Yes. Being a female who would never do such a thing, my perspective doesn’t cover all angles so apologize for not seeing the other side of things


----------



## RadishRose (Apr 27, 2019)

> I don’t think the topic of ‘rape’ is off topic on a thread about women protecting themselves.



I agree, Keesha. 

Also, I don't see what clothing or manner of dress has to do with women needing to protect themselves.


----------



## Sunny (Apr 27, 2019)

Win, what a dramatic account of a horrifying experience. Fortunately, you weren't arrested. If you had been, I wonder if you would have done time in prison in the absence of any DNA evidence against you. It would have been your word against hers, and she had a history of drunken behavior. Although, race might factor in; our country has a sad history of innocent black men being arrested in similar circumstances.

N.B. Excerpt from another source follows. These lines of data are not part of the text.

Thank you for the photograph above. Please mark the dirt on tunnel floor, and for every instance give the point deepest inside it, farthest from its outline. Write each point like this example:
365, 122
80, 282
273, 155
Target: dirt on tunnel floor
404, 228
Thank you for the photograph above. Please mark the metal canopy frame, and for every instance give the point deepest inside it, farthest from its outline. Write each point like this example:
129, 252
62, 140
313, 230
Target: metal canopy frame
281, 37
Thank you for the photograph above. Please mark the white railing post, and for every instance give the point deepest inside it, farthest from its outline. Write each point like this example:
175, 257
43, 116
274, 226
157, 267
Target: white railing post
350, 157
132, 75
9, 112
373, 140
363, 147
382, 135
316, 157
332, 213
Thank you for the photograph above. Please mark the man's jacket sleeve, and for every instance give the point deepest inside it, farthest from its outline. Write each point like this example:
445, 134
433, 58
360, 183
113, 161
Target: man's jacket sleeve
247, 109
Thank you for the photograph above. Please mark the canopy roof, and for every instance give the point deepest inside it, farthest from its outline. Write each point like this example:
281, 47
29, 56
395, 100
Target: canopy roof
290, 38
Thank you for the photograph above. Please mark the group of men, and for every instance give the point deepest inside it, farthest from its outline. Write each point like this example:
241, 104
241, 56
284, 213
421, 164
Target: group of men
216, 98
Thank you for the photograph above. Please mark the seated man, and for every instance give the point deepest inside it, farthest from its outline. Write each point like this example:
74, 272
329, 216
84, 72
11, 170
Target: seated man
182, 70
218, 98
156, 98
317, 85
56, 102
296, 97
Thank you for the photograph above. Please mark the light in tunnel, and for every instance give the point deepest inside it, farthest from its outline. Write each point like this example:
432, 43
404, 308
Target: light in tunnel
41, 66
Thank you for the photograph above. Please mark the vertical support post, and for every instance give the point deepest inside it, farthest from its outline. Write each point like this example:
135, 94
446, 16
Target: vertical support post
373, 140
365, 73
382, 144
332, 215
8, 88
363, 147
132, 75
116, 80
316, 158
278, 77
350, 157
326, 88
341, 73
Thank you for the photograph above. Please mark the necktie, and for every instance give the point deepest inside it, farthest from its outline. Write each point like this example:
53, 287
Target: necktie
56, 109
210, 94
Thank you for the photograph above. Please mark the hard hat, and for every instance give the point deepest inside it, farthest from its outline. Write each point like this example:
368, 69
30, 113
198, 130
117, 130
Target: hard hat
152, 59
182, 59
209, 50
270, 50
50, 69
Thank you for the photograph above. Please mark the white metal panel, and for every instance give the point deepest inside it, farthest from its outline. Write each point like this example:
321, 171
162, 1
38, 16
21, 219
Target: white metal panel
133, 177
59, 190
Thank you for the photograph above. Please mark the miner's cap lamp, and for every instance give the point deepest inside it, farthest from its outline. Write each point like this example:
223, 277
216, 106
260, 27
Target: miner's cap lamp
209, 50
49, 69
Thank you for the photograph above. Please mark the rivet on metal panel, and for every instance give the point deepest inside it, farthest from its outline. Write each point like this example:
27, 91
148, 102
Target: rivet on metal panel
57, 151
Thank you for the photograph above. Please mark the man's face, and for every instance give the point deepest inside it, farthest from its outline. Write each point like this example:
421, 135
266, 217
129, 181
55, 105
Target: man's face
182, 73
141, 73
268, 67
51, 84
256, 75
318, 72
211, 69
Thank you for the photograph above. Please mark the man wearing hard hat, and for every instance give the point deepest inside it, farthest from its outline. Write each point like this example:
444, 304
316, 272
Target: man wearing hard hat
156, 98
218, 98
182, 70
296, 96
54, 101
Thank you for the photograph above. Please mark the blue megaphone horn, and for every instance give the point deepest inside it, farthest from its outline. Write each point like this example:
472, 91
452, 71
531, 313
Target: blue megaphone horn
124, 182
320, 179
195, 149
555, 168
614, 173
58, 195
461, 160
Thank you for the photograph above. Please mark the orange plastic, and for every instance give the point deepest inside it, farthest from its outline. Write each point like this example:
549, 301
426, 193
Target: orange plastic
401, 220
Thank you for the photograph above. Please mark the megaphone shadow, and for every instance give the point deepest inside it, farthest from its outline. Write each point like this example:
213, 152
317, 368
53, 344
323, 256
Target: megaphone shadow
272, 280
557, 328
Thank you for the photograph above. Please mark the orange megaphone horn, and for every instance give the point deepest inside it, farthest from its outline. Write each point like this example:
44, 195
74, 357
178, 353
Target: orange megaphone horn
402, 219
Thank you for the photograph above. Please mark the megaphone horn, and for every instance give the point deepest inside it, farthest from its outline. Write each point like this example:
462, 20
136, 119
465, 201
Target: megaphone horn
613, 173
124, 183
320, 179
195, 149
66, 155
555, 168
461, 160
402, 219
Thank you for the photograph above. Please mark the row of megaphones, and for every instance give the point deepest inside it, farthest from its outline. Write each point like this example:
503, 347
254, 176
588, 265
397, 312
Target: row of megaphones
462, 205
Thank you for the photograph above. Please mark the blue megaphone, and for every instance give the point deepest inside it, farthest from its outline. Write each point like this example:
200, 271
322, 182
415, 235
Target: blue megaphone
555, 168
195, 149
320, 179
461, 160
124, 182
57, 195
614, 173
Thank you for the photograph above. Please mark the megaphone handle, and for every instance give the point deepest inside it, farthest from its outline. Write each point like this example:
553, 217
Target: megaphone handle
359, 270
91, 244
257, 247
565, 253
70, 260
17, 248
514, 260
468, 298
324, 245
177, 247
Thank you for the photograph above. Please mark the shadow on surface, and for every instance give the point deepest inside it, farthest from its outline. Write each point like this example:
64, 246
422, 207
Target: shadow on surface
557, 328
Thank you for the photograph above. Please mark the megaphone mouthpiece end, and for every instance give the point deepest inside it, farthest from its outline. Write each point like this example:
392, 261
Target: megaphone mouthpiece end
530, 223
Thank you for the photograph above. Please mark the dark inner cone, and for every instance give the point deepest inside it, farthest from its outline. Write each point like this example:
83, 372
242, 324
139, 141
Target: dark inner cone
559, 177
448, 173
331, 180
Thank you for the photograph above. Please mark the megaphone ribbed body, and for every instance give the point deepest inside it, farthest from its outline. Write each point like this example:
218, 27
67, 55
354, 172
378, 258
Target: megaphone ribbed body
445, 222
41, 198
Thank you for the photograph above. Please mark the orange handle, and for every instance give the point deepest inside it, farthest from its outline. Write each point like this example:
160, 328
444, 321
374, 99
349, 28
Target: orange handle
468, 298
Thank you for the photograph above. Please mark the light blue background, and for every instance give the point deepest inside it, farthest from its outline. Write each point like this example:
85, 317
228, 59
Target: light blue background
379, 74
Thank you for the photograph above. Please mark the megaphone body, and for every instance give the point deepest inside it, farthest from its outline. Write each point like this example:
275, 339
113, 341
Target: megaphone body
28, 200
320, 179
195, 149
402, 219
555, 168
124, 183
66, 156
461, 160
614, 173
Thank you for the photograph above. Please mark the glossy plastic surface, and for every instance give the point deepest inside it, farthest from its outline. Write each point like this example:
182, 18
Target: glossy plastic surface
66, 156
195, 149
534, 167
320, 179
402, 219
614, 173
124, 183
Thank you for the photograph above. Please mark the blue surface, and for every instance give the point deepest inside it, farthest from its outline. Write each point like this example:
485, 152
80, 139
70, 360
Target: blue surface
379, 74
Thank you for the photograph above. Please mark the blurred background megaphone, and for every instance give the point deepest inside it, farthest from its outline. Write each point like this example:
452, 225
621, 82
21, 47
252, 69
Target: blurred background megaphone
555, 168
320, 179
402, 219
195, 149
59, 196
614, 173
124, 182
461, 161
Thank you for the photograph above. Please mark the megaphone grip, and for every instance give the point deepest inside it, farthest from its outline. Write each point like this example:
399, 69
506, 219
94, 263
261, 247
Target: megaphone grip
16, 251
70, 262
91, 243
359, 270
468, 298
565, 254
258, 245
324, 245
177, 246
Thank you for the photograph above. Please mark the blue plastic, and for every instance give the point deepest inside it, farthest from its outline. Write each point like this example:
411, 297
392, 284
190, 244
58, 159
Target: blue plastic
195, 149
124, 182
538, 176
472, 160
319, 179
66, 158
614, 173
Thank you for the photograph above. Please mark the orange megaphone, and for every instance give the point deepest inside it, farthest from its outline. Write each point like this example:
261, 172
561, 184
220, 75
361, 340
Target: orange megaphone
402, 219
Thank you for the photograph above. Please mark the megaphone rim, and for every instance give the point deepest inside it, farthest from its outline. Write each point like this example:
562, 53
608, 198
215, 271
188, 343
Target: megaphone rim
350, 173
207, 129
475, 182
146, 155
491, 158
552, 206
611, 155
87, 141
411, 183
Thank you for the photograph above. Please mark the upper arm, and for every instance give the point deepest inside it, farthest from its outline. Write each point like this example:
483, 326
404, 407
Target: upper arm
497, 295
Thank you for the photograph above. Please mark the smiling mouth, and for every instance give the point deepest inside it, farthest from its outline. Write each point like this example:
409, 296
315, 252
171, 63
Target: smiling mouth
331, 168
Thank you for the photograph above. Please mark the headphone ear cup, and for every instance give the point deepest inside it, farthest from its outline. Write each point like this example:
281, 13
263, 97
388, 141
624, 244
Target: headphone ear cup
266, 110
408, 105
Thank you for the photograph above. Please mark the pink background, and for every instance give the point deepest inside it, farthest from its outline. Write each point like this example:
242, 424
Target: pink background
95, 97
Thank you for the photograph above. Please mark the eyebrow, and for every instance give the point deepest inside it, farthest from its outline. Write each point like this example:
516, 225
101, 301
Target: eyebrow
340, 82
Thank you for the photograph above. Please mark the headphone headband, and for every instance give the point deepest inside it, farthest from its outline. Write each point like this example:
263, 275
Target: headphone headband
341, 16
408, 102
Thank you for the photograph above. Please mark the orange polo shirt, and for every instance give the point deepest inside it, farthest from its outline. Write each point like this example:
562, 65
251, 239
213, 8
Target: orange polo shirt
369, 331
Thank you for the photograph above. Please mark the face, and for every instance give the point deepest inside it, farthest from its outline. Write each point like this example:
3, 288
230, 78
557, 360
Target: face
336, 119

In any case, not a good experience for you no matter what the outcome was, and you were being a good samaritan.


----------



## Ruthanne (Apr 27, 2019)

911 said:


> Just one correction; The last that I knew, carrying pepper spray was legal in all 50 states. What's not legal is that some states only allow up to a certain size canister and/or type of spray. Check with your state. About 40 states allow the carrying of stun guns and Tasers. I have been hit with a Taser in training. There is no doubt in my mind that Tasers are very effective. I carried one on my service belt and would rather use a Taser before my gun, if the situation allowed.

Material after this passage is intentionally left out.